01-06-2006 - Traces, n.6

The Da Vinci Code

The Truth
Around that Table

The best answer to all the falsities about The Last Supper is found in Leonardo’s notes on the fresco. Much more dramatic than union with Magdalene or slit throats…

by Giuseppe Frangi


John, Chapter 13, verse 21. This verse is like a freeze frame, the exact freeze frame of Leonardo’s Last Supper. The great artist’s fidelity to the dynamics of that instant is stunning. Leonardo was explicit in his intentions from his very first studies, as demonstrated in the extraordinary entries in the Forster II Codex, now conserved in London’s Victoria and Albert Museum. Let’s follow John’s telling. Jesus, seated at table, had just a moment before given an announcement that made the blood of His table companions run cold. “I tell you solemnly, one of you will betray Me.” These words fell like lead on the gathering, and explain the agitation overwhelming the Apostles. Many have sprung up from their seats. Incredulous glances, some tinged with suspicion, shoot around the table. “The disciples looked at one another, puzzled as to whom He could mean,” says John. Leonardo echoes this as if he were present, reporting on that instant, opening out the evangelist’s story with a running shot of the entire table. In his notes, Leonardo wrote, “One was drinking and left the goblet in its place and turns his head toward the speaker.
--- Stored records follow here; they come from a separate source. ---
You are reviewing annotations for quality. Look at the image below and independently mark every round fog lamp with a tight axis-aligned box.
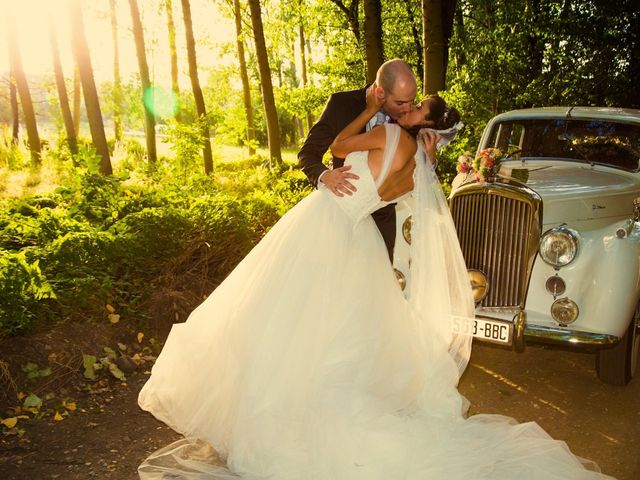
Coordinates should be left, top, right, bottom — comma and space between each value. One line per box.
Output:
468, 269, 489, 303
551, 298, 580, 325
539, 226, 578, 268
393, 268, 407, 290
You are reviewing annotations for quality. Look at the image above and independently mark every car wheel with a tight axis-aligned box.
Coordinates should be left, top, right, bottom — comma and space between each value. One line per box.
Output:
596, 303, 640, 386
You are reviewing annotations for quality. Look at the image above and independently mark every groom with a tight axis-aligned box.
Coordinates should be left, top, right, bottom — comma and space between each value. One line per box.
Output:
298, 59, 417, 262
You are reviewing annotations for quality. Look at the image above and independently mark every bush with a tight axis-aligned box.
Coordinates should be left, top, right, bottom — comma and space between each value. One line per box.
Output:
0, 250, 55, 334
38, 231, 117, 315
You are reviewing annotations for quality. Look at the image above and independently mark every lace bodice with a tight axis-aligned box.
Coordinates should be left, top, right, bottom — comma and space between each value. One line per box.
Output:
329, 123, 404, 223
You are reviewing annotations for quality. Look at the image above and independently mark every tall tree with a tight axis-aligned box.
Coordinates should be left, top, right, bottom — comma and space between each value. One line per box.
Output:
109, 0, 122, 140
7, 19, 41, 165
181, 0, 213, 175
73, 62, 82, 137
298, 0, 313, 131
129, 0, 157, 165
9, 68, 20, 145
164, 0, 180, 121
422, 0, 455, 94
49, 20, 78, 155
233, 0, 256, 155
69, 0, 113, 175
248, 0, 282, 168
364, 0, 384, 83
331, 0, 360, 44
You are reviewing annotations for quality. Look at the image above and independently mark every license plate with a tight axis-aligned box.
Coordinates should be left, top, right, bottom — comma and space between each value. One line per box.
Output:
473, 318, 513, 345
452, 315, 513, 345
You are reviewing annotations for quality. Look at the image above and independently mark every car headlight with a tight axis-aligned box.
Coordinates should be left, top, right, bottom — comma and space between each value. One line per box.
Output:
539, 226, 578, 268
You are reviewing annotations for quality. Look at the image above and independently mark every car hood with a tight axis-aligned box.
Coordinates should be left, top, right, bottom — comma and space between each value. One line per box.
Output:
500, 162, 640, 224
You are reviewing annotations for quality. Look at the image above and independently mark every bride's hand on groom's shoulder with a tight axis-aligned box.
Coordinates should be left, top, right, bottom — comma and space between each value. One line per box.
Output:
320, 165, 360, 197
419, 128, 440, 168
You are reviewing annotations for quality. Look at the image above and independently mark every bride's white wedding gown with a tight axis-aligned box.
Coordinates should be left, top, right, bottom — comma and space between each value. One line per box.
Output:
139, 125, 605, 480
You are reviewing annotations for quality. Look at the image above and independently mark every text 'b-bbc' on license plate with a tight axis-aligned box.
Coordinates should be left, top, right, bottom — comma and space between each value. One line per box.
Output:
453, 316, 513, 345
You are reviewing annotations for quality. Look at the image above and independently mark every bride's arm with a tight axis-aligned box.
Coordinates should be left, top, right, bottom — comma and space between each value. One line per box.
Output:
331, 84, 386, 158
419, 128, 440, 169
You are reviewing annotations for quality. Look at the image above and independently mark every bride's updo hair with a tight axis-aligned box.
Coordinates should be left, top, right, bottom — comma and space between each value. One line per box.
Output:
407, 94, 460, 137
424, 95, 460, 130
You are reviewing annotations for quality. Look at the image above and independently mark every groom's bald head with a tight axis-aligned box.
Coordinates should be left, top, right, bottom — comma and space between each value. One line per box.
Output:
376, 58, 418, 120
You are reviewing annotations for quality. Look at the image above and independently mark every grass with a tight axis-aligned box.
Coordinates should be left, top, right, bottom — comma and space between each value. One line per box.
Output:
0, 137, 297, 200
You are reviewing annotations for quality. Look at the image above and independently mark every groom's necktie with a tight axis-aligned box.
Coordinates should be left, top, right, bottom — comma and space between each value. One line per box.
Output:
367, 112, 391, 132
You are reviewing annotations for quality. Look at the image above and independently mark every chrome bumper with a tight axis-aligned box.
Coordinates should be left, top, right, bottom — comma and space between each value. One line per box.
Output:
524, 325, 620, 349
477, 310, 620, 352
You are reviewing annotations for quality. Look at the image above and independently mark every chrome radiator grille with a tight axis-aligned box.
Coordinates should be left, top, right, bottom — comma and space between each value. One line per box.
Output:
451, 188, 540, 308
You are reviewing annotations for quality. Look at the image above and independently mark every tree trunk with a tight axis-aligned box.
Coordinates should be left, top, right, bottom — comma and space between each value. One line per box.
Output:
233, 0, 256, 155
404, 0, 424, 83
49, 20, 78, 155
164, 0, 180, 122
249, 0, 282, 168
9, 68, 20, 145
69, 0, 113, 175
364, 0, 384, 83
73, 62, 82, 138
181, 0, 213, 175
109, 0, 122, 141
129, 0, 157, 166
298, 21, 313, 132
331, 0, 360, 45
7, 20, 41, 165
422, 0, 446, 95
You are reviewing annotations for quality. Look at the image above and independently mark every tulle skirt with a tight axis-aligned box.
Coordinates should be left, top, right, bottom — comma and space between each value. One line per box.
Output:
139, 191, 607, 480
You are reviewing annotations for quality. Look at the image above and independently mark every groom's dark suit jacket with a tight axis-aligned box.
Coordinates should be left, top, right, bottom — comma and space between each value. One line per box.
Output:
298, 88, 396, 260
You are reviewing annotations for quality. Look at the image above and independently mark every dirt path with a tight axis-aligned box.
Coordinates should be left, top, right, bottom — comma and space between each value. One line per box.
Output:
460, 344, 640, 480
0, 331, 640, 480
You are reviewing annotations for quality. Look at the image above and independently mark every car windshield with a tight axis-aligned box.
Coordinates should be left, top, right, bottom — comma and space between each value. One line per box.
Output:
484, 118, 640, 172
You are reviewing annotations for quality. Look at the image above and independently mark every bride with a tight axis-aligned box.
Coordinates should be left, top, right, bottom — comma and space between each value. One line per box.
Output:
138, 89, 609, 480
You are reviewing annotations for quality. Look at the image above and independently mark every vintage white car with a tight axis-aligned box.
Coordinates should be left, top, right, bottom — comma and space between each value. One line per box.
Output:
394, 107, 640, 385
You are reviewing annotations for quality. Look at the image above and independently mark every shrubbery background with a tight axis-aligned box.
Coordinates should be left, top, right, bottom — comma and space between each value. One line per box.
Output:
0, 138, 311, 335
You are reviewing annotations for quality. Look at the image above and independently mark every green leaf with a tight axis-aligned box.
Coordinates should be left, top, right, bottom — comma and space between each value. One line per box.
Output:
22, 393, 42, 408
103, 347, 116, 360
21, 362, 40, 378
82, 353, 97, 380
109, 363, 127, 382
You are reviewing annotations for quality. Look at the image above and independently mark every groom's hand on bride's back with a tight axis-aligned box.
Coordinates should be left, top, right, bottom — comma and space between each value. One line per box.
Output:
320, 165, 360, 197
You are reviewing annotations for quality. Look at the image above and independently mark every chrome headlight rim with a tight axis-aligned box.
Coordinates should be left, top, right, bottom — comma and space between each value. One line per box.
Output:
538, 225, 580, 269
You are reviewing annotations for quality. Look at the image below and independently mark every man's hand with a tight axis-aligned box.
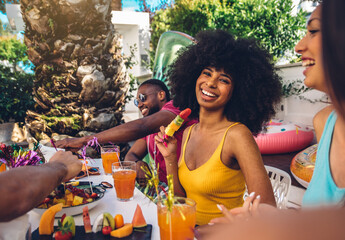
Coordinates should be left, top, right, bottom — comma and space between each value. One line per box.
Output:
136, 161, 150, 187
49, 151, 82, 182
55, 137, 86, 152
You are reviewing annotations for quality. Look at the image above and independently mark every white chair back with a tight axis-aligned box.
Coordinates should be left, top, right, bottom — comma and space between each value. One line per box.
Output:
243, 166, 291, 209
265, 166, 291, 209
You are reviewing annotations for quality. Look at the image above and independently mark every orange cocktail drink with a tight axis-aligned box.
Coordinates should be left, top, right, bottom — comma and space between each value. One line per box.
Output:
112, 161, 137, 201
101, 146, 120, 175
0, 162, 6, 172
157, 197, 196, 240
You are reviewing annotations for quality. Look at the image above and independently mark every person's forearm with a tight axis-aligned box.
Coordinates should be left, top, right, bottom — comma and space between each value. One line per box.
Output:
165, 158, 186, 197
92, 119, 158, 143
125, 152, 141, 162
0, 163, 67, 222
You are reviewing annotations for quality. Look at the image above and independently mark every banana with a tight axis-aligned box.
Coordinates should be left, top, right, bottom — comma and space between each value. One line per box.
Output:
103, 213, 115, 230
62, 216, 75, 237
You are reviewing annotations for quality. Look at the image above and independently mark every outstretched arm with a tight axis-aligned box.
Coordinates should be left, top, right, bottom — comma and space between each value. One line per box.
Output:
125, 139, 147, 186
56, 110, 176, 149
155, 126, 186, 197
0, 151, 82, 222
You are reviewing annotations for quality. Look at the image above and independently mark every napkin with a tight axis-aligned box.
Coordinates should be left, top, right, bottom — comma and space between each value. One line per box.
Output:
39, 144, 65, 162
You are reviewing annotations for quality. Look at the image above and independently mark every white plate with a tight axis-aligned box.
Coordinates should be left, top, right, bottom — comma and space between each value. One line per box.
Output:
33, 193, 104, 217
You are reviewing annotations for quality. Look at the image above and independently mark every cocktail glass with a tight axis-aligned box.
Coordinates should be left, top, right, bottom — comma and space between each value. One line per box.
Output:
0, 162, 6, 172
101, 145, 120, 175
157, 197, 196, 240
112, 161, 137, 201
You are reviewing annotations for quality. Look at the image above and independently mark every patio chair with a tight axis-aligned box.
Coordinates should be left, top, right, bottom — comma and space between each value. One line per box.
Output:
243, 166, 291, 209
265, 166, 291, 209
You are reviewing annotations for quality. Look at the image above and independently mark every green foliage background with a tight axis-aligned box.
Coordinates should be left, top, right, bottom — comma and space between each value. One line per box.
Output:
0, 38, 34, 123
150, 0, 306, 61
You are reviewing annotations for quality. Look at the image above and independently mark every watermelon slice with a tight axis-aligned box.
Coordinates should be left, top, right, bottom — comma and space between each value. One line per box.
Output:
132, 204, 147, 228
83, 206, 92, 233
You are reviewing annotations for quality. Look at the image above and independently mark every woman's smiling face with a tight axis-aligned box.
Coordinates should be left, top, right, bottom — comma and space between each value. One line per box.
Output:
195, 67, 233, 109
295, 6, 327, 92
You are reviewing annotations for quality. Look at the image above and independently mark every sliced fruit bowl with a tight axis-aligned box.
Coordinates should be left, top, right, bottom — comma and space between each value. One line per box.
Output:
33, 184, 104, 217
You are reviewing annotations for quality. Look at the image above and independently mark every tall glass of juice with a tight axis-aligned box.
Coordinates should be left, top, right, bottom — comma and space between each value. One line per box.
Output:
112, 161, 137, 201
157, 197, 196, 240
0, 162, 6, 172
101, 145, 120, 175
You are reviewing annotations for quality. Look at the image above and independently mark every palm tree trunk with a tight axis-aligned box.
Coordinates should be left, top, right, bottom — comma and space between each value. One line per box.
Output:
21, 0, 129, 140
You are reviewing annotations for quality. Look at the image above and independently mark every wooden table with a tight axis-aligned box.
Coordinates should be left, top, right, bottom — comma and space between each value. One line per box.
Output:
29, 159, 160, 240
262, 151, 305, 189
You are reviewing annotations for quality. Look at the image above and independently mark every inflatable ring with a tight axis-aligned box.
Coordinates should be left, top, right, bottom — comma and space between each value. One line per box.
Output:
255, 119, 314, 154
290, 144, 317, 188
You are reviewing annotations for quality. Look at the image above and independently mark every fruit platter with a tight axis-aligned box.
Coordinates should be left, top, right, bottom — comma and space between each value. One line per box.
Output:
34, 181, 105, 217
32, 203, 152, 240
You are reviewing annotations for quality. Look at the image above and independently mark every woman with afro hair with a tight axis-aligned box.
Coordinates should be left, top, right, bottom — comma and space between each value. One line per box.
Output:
155, 30, 281, 225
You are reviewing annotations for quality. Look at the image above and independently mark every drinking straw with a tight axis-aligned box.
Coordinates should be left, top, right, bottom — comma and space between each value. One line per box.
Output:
50, 138, 58, 151
109, 142, 123, 169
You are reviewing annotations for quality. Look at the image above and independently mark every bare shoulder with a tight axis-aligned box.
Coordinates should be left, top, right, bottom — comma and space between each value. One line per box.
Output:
224, 123, 256, 152
227, 123, 253, 140
313, 105, 334, 141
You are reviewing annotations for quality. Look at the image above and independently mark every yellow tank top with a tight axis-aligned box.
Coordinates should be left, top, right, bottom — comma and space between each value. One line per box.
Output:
178, 123, 245, 225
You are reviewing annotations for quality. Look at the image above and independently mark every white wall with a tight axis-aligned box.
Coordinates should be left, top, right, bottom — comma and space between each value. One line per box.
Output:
111, 11, 152, 122
111, 11, 151, 77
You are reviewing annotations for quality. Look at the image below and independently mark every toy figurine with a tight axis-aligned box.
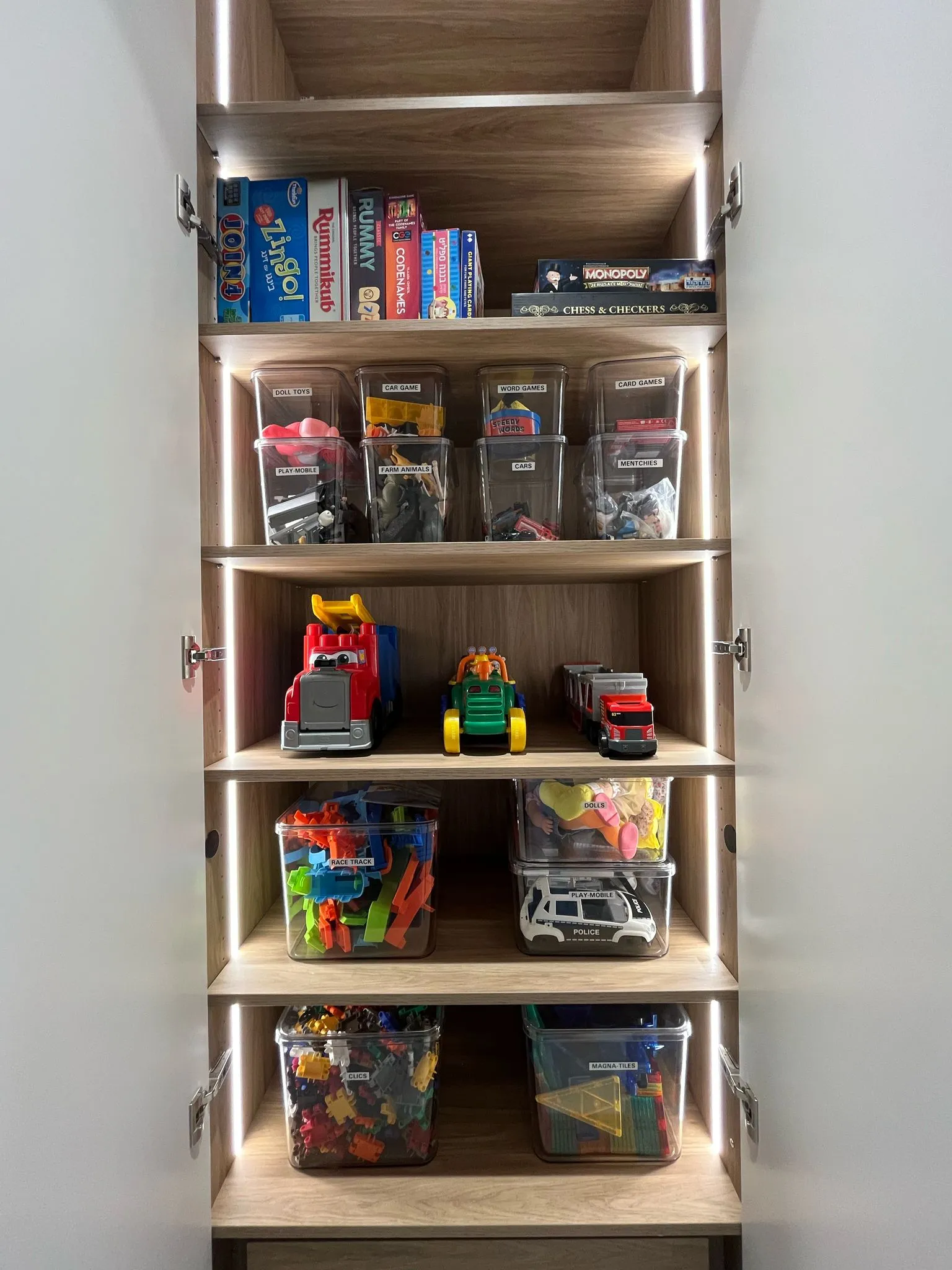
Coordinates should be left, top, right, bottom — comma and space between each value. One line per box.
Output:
442, 647, 526, 755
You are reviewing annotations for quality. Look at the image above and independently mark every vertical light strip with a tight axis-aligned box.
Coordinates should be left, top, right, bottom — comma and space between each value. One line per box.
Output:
708, 1001, 723, 1156
690, 0, 705, 93
214, 0, 232, 105
229, 1002, 245, 1156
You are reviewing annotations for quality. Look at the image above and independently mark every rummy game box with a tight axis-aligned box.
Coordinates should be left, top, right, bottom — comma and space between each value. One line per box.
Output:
385, 194, 424, 319
536, 260, 717, 295
513, 287, 717, 318
307, 177, 350, 321
247, 178, 310, 321
349, 189, 387, 321
420, 230, 461, 319
216, 177, 250, 321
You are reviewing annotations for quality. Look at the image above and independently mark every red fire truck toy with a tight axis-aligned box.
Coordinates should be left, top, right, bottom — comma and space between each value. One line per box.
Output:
281, 596, 401, 755
598, 692, 658, 758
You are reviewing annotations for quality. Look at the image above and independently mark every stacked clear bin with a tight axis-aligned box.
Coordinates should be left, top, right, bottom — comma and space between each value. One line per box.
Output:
252, 366, 368, 545
476, 365, 567, 542
580, 357, 687, 538
356, 366, 456, 542
275, 1006, 443, 1168
510, 776, 674, 957
522, 1005, 690, 1163
275, 785, 439, 960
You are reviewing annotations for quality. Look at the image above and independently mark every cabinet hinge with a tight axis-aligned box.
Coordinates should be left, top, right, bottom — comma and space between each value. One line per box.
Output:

One laces his fingers together and looks at his companion wide-eyed… Another speaks in the ear of another, and the latter listens, turning to him, leaning his ear to him, holding a knife in one hand…The other in turning…spills with that hand a goblet on his shoulder. The other puts his hands on the table and looks… The other blows air on his bite. The other bows in looking at the speaker…The other draws back behind the one bowing and sees the speaker between the wall and the bowing man.”

Peter and John
So Leonardo digs and explores to accompany and almost complete John’s telling of the event. “One of them, the disciple whom Jesus loved, reclined close to Him as they ate.” The evangelist remembered this detail well, because he was speaking of himself. Leonardo follows this trail, trying to imagine it. None of the Apostles knew how to approach Jesus to wring from Him the secret of those terrible words. Not Thomas, whose extended finger (the one he would use after the Resurrection to “touch” the body of the Lord) seemed to implore a bit of clarity. Not James, open-armed, as if paralyzed in his consternation. Not Philip, with his hands on his chest in an almost cowardly gesture, as if to say he had nothing to do with it. Only Peter, the most practical and expert, knew the only thing to do to emerge from that anguishing situation. He called John to himself, because he knew that John, the beloved disciple, was the only one of the Apostles who could know, who could search the Lord’s heart. Leonardo captures this instant exactly, with a stunning respect for the psychologies of the characters. Peter has called John over and whispers something in his ear. If the fresco were a film, the next sequence would show the famous scene of John leaning his head on Jesus’ chest.

A precise order
In Peter’s other hand, emerging from behind the figure of Judas, he already is holding a knife. This Peter is lucid and fiery, ready to do anything to defend Jesus, as he would demonstrate a few hours later, in the Garden of Gethsemane, when he used that knife to cut off the ear of Malchus, one of the servant of the High Priest who had come to capture the Lord. The earthquake Jesus has unleashed with His announcement has already produced a precise order, because in the chain of Apostles, Judas already appears cut out, implacably alone, grasping his accursed hoard of coins in his hand. He’s present, but it’s as if he’s already far away, irreparably extraneous, an enemy. This is Leonardo’s Last Supper. Anything else is imaginary.